Biological Innovations

Peripheral Nerve

autologIX for Peripheral Nerve

“89% complete pain elimination sustained 5.4 years — beginning 2 weeks before reinnervation was possible (Kuffler 2026).”

The scientific rationale

Standard PRP concentrates platelets and their growth factors — PDGF, VEGF, TGF-beta. But the two growth factors most critical for peripheral nerve regeneration are plasma-derived, not platelet-derived, and standard PRP achieves zero enrichment of either.

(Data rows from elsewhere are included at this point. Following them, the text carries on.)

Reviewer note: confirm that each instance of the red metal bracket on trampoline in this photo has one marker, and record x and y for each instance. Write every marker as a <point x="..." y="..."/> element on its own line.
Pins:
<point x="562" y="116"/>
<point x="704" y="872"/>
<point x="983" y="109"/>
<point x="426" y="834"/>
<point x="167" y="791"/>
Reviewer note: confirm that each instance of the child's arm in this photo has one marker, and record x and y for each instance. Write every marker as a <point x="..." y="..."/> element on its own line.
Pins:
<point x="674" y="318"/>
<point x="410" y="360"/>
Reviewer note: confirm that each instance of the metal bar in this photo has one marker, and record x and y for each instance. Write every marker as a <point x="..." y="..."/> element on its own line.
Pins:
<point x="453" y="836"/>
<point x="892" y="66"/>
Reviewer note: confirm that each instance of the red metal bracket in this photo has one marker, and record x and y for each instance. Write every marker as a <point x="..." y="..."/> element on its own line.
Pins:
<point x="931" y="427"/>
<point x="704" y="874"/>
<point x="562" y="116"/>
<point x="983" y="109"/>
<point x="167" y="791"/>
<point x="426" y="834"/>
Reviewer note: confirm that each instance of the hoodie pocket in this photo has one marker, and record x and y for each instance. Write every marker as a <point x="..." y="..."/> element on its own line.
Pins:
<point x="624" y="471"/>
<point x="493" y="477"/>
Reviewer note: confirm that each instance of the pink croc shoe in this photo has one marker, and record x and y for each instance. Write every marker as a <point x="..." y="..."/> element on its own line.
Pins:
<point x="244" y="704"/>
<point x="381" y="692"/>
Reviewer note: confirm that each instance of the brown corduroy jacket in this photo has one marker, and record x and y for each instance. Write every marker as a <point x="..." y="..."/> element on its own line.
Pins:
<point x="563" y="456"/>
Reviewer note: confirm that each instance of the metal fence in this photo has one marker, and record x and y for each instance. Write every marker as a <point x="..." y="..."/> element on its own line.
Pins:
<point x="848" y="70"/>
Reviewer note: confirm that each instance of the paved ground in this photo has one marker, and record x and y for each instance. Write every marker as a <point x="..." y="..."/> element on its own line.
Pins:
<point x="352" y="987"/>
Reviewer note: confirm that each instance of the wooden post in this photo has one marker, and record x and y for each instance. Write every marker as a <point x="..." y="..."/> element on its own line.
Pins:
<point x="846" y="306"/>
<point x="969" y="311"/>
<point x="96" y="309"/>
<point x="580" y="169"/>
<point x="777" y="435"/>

IGF-1 is the Schwann cell survival factor (Syroid et al. 1999). In diabetic neuropathy, circulating IGF-1 is diminished and peripheral nerve IGF-1 mRNA is reduced — yet replacement of IGF-1 prevents neuropathy despite persistent hyperglycemia. Beitia et al. (2023) confirmed IGF-1 is the only growth factor correlated with cell proliferation in PRP and it does not correlate with platelet count. HGF activates repair Schwann cells through c-Met signaling and upregulates GDNF — the most potent motor neuron survival factor (Ko et al. 2018). HGF gene therapy (VM202) has received FDA RMAT designation for diabetic neuropathy, with Phase 2 data showing 48.4% of patients achieved 50% or greater pain reduction versus 17.6% placebo (P = 0.03).

autologIX enriches both IGF-1 and HGF through ultrafiltration, closing the neurotrophic gap that standard PRP cannot fill. The 15 kDa membrane retains all dimeric neurotrophins: NGF (26.5 kDa), BDNF (27 kDa), NT-3 (27.3 kDa). Platelets carry approximately 99% of peripheral BDNF. Concentrated fibrinogen provides a scaffold that binds at least 15 growth factors including BDNF and NT-3 for sustained delivery.

Three clinical anchors support PRP for nerve: carpal tunnel syndrome (9+ meta-analyses; PRP superior to corticosteroids at 6–12 months), diabetic neuropathy (17.7% NCV improvement — the largest for any injectable), and nerve injury repair (Kuffler 2026: 89% complete pain elimination sustained 5.4 years).

The AAOS 2024 guideline issued a strong recommendation against PRP for long-term CTS benefit. This must be disclosed: however, the evidence search ended November 2022, excluding six major post-2022 meta-analyses that unanimously favor PRP. The peer reviewer formally dissented.

Clinical studies investigating autologIX outcomes for peripheral nerve are in development.

Key published evidence

Fathallah et al. 2024 — Largest CTS synthesis (131 studies, 9,337 subjects). PRP significantly superior to corticosteroids for function (P < 0.00001), severity (P = 0.04), and pain (P = 0.007) at 6–12 months.

Kuffler et al. 2026 — 89% complete pain elimination sustained 5.4 years in nerve gap repair. Pain reduction at 2 weeks — before reinnervation. Experimental Biology and Medicine.

Elsayed et al. 2025 — DPN: tibial NCV improved 17.7% (P < 0.001). Control group deteriorated. Journal of Ultrasound.

Ko et al. 2018 — HGF activates repair Schwann cells via c-Met; upregulates GDNF. Scientific Reports.

Syroid et al. 1999 — IGF-1 promotes Schwann cell survival via autocrine/paracrine loop. Journal of Neuroscience.

Limitations

AAOS 2024 issued a strong recommendation against PRP for long-term CTS benefit (evidence cutoff November 2022; peer reviewer dissented). DPN evidence is limited to small studies from Egypt/Pakistan. Kuffler data is a case series from a single group. No autologIX-specific nerve data exist.